Esse espaço é para mulheres fortes como eu e você compartilharmos daquilo que passamos e vencemos!
"Pois o choro pode durar uma noite, ma s a alegria virá ao amanhecer!" Salmos 30:05

Sou Idailda Aparecida Gomes, mãe, esposa e advogada.
Tenho 41 anos e três lindos filhos.
Viver a plenitude da vida em família e na sociedade requer a graça de Deus e muito esforço.

Hoje, com a mudança da sociedade moderna, a grande maioria das mulheres são obrigadas a trabalhar dentro e fora de casa, vivendo uma jornada dupla e exaustiva.

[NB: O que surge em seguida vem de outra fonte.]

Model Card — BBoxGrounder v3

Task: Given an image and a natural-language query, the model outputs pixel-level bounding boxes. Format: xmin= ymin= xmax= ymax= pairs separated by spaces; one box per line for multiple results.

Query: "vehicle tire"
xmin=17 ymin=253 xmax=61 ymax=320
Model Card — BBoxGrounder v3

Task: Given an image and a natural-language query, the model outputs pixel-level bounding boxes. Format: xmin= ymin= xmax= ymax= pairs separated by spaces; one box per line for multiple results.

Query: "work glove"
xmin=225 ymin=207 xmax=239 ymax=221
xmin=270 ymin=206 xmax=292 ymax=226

Muitas vezes, além dos desafios pessoais e familiares que precisam enfrentar dia após dia, ainda lutam contra o preconceito e a desigualdade no tratamento, dentro de uma sociedade em que ainda predomina o machismo.
O espaço conquistado hoje no mercado de trabalho é fruto de anos de lutas e enfrentamentos, levando a mulher a ocupar cargos importantíssimos nos mais diversos segmentos da sociedade, cargos estes, que antes eram ocupados apenas por homens.

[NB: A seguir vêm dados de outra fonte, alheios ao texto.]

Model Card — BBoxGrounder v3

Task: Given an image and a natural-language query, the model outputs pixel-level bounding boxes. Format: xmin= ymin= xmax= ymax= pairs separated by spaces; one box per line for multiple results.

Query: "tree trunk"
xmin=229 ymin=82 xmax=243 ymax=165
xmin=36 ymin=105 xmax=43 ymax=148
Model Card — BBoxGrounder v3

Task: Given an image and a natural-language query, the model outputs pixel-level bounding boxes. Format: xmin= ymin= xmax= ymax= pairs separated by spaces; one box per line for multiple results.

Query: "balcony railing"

Alguns direitos trabalhistas são precípuos as mulheres, dada a sua condição natural e física. A seguir, nos cabe descrever alguns deles:
- Licença maternidade de 120 dias em caso de parto ou adoção;
- Estabilidade gestacional – não pode ser demitida durante a gravidez até 5 meses após o parto;
- É garantido à empregada, durante a gravidez, sem prejuízo do salário e demais direitos: transferência de função, quando as condições de saúde assim exigirem, assegurada a retomada da função anteriormente exercida, logo após o retorno ao trabalho; dispensa do horário de trabalho pelo tempo necessário para a realização de, no mínimo, seis consultas médicas e demais exames complementares;
- Em caso de aborto não criminoso, comprovado por atestado médico oficial, a mulher tem um repouso remunerado de duas semanas, sendo assegurado o direito de retornar à função que ocupava antes do afastamento;
- Para amamentar o filho, inclusive se advindo de adoção, até que este complete seis meses de idade, a mulher tem direito, durante a jornada de trabalho, a dois descansos especiais de meia hora cada um;
- Não ser submetida a visitas intimas por seus patrões e prepostos;
A mulher precisa exigir o tratamento com decoro e dignidade, sendo que, em caso de assédio moral ou psicológico não deve se calar e deve busca pela Justiça.
A lei já existe, porém, cabe a todas nós buscarmos torna-la efetiva e ser fielmente cumprida.